Snatched from Cheshire art dealer Ivan Aird in 2007, they were found divided between a Halewood drugs den and a Bootle lock-up and included The Viaduct, which once hung above Sir Alec Guinness’s fireplace.
Last week, two men pleaded guilty to several charges including handling stolen goods, following the 2009 trial of a 23-year-old convicted of robbery. Three other men involved in the break-in are still at large.
The thieves broke into the dealer’s home and held a knife to the neck of his wife and two-year-old daughter. Not exactly the way Thomas Crowne would have handled the matter, but a good example of how art thefts are rarely carried out at the whim of sensitive billionaires with a burning desire for an Old Master on their office walls. Yet that’s how we imagine them – a gang of devilishly handsome thieves dressed in black catsuits, descending through a gallery skylight on a wire, somersaulting a web of infra red lasers and faffing about with a special contact lens and some iris-recognition software before handing Van Gogh’s Sunflowers over to a mysterious tycoon who has paid generously for their trouble.
He – because it always seems to be a man in the films – then hangs it proudly alongside stolen Picassos, Rembrandts and Caravaggios, but intriguingly never a Tracey Emin, in a secret, lead-lined room where he alone will be able to admire it.
Or there’s the plucky have-a-go thief – as portrayed by Peter O’Toole and Audrey Hepburn in the 1966 film How to Steal a Million – sneaking past security by a combination of luck, clever tricks and a boomerang, with just enough time to fall in love along the way.
The reality is sadly far less romantic.
Instead, works of art are usually stolen by people connected with local crime rings, who have little interest in what they are taking.
Movie art thieves are just as immoral as the real thing, removing works from the enjoyment of all, but at least they do it with panache. And, most of all, they genuinely appreciate the pieces they steal.
In real life however, the thieves just care for what their haul can fetch them, and so are reckless with their precious cargo.
Paintings are often cut from their frames (as in the theft of Rembrandt’s The Storm of the Sea in Galilee and A Lady and Gentleman in Black from Boston’s Isabella Stewart Gardiner Museum in 1990), making them more vulnerable to destruction.
Sadly, all the Merseyside Lowrys were damaged after being left in cold or damp conditions.

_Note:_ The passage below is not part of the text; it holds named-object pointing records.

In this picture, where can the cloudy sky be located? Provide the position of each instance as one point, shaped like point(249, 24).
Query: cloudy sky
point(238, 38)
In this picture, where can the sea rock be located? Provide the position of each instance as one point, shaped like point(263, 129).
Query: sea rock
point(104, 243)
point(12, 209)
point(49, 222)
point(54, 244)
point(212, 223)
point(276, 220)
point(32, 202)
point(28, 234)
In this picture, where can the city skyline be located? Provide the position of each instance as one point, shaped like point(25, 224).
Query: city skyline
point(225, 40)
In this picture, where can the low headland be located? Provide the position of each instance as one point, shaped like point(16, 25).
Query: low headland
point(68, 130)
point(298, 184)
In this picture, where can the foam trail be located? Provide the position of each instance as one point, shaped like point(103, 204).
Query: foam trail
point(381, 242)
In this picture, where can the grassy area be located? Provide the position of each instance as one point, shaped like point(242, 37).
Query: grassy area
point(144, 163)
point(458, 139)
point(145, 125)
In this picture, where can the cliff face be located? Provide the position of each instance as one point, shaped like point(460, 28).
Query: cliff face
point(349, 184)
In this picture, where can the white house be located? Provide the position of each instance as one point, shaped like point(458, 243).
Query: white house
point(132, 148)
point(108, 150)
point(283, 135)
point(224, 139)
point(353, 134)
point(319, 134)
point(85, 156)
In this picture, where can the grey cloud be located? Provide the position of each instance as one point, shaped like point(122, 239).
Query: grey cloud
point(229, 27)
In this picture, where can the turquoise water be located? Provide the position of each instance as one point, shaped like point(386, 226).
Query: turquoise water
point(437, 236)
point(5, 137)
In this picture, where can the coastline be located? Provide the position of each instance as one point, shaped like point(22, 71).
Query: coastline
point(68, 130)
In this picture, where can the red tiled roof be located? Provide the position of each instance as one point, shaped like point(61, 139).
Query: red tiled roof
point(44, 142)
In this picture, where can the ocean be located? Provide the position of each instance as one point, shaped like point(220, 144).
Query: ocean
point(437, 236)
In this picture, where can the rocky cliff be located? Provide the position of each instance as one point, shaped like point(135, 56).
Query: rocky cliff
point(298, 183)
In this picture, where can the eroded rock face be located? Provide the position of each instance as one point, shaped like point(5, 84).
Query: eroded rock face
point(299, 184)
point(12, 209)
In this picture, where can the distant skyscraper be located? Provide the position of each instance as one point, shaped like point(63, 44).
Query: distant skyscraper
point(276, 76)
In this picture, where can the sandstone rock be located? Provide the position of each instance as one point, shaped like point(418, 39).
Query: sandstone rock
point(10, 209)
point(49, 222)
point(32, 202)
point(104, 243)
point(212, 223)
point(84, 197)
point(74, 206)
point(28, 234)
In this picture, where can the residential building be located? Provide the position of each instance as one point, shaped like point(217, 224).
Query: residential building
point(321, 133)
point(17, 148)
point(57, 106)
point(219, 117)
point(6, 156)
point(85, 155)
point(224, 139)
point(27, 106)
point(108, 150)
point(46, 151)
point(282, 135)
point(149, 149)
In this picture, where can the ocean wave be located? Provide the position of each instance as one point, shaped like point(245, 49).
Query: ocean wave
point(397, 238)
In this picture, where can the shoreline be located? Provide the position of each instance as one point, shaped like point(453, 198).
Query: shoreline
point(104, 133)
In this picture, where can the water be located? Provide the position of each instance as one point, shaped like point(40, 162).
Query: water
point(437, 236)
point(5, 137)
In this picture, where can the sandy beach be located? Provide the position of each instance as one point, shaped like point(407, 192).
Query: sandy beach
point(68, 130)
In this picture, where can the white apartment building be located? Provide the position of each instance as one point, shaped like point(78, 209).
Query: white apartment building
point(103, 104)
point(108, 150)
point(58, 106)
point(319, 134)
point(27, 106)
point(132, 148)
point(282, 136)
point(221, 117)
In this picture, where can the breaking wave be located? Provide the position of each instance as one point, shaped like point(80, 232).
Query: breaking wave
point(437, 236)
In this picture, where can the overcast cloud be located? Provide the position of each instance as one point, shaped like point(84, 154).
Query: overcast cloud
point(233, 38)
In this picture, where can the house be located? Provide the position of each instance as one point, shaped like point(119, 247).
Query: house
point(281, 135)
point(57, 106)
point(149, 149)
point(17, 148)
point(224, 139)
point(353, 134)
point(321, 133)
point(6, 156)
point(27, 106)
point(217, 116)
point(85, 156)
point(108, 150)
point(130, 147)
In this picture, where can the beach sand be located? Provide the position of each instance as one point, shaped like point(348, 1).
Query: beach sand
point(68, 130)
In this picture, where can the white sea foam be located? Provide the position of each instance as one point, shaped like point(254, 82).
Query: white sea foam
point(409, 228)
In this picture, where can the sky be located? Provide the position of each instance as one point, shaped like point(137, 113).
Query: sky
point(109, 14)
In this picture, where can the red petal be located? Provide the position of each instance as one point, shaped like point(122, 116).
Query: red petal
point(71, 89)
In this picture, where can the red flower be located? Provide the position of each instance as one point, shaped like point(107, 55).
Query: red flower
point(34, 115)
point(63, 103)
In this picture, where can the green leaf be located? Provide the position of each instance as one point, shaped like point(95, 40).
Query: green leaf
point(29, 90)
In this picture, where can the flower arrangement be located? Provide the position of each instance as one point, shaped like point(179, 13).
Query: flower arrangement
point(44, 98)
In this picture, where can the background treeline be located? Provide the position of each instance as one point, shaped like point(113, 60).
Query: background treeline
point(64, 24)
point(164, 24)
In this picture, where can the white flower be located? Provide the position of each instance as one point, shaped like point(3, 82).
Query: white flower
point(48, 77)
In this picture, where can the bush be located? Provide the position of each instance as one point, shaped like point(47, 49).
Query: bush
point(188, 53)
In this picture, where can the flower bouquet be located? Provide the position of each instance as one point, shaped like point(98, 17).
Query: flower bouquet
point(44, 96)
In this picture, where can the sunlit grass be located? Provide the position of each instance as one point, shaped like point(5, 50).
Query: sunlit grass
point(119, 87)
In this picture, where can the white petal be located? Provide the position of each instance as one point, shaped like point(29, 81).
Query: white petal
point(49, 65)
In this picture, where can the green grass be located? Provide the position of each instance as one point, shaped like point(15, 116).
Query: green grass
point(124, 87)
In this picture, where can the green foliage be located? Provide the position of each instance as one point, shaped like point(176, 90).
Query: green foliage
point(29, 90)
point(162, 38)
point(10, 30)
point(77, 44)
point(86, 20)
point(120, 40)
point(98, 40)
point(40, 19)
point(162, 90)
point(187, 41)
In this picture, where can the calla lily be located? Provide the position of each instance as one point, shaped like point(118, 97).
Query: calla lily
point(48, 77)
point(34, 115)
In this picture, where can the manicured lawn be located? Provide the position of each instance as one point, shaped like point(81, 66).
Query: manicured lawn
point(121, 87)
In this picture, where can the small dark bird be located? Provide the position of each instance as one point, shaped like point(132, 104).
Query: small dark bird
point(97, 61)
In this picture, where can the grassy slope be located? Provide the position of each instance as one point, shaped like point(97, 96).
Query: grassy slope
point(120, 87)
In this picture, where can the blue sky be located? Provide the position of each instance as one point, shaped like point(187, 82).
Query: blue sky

One of the Salford painter’s more famous pieces – Tanker Entering The Tyne – is feared to be beyond repair.
Just like drugs and organised crime, art heists are a global business – the international Art Loss Register lists 170,000 pieces missing across the world. Even once works are recovered they are not safe – the painting Jacob de Gheyn III (1632) has been dubbed “the takeaway Rembrandt” after being stolen four times.
The bad luck for thieves, and the silver lining for the rest of us, is that although art hauls are worth millions (£1.7m in the case of the Lowrys), they are often far too famous to sell on.